BYD, the direct competitor of Musk-owned Tesla, experienced a sharp decline of nearly 6% on the Shenzhen Stock Exchange after the Chinese EV maker announced double-digit price cuts of as much as 35%. Investors, quite evidently, didn't take this news well as excessive discounting raised concerns about heightening competition in the industry.
Meanwhile, BYD was not the only Chinese EV maker to witness subdued investor interest. Shares of other peer EV companies, including Li Auto Inc., Xpeng Inc. and Geely Automobile followed suit and declined on the bourses.
BYD has implemented price cuts on 22 of its models, including both EVs and plug-in hybrids, until next month, as per a report by Bloomberg. Undoubtedly, EV sales have witnessed a sharp upward trajectory, however, growth has remained tepid. While heavy discounting did add to the overall woes of lagging growth, China's broader economic pain made things worse for the EV industry.

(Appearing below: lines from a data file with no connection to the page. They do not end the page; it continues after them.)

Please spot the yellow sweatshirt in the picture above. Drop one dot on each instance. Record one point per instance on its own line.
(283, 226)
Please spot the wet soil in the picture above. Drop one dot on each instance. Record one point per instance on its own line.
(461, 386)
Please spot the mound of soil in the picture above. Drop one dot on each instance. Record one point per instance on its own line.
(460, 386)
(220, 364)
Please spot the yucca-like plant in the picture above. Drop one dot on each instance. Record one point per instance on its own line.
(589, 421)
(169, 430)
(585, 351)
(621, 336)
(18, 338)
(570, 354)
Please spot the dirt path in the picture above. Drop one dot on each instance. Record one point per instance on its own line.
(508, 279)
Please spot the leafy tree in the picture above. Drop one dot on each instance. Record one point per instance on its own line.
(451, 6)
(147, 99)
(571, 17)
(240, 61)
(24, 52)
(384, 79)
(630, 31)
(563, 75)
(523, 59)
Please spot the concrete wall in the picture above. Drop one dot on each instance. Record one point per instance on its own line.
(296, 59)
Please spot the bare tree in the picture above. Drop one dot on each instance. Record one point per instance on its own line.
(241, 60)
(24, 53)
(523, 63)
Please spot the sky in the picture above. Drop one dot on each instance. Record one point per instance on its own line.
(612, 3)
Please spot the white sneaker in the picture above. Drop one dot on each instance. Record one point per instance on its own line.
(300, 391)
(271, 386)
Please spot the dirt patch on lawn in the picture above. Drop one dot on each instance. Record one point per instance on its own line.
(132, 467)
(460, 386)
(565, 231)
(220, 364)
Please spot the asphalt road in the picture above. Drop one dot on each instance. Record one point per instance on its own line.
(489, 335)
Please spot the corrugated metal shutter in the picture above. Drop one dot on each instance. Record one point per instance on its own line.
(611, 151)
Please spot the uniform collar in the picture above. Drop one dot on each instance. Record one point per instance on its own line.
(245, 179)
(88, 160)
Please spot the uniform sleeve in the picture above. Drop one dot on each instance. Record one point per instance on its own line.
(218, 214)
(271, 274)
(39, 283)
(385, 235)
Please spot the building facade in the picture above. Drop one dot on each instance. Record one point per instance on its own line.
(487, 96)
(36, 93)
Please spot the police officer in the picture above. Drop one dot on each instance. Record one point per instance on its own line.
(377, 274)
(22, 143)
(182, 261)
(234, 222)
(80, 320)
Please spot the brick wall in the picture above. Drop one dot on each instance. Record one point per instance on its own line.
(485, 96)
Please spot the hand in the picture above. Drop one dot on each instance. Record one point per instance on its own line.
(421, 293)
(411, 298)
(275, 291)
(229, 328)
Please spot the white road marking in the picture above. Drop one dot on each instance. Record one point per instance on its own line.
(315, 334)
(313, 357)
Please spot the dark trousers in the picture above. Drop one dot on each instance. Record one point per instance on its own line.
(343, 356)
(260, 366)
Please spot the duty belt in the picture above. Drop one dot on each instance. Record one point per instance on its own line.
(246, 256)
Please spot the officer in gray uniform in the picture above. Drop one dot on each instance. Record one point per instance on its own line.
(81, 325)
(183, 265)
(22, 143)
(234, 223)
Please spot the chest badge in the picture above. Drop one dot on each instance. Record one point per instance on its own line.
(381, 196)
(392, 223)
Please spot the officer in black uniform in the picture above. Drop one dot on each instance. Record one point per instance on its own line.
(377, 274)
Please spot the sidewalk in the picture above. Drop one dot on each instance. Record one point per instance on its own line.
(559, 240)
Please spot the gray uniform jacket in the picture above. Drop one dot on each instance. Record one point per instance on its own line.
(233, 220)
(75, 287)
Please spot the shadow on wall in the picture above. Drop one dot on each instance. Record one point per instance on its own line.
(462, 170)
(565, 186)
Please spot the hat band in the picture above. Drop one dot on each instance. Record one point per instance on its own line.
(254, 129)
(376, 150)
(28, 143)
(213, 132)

Dealership inventories rose to 3.5 million cars last month, equivalent to 57 days of supply. This figure marks the highest level since December 2023, according to recent data from the China Passenger Car Association. Among BYD’s latest price adjustments, the Seagull hatchback's cost was reduced by 20% to 55,800 yuan ($7,780). The most significant cut came for the Seal dual-motor hybrid sedan, which dropped by 34%, or 53,000 yuan, bringing its new price to 102,80.0 yuan.
“While some of these discounts have been in place since April, the official announcement sends a strong signal of how tough the end market is,” Morgan Stanley analysts including Tim Hsiao reportedly said in a note.
The recent price cut announcement by BYD will further intensify the competition in the industry, as peers will in-turn implement similar cuts on their model. This, eventually, will take a toll on the revenue levels of EV makers. Citi Research is already expecting the same to happen. “We anticipate peers to follow BYD’s price cut,” analysts at Citi Research said in a note, as reported by Bloomberg.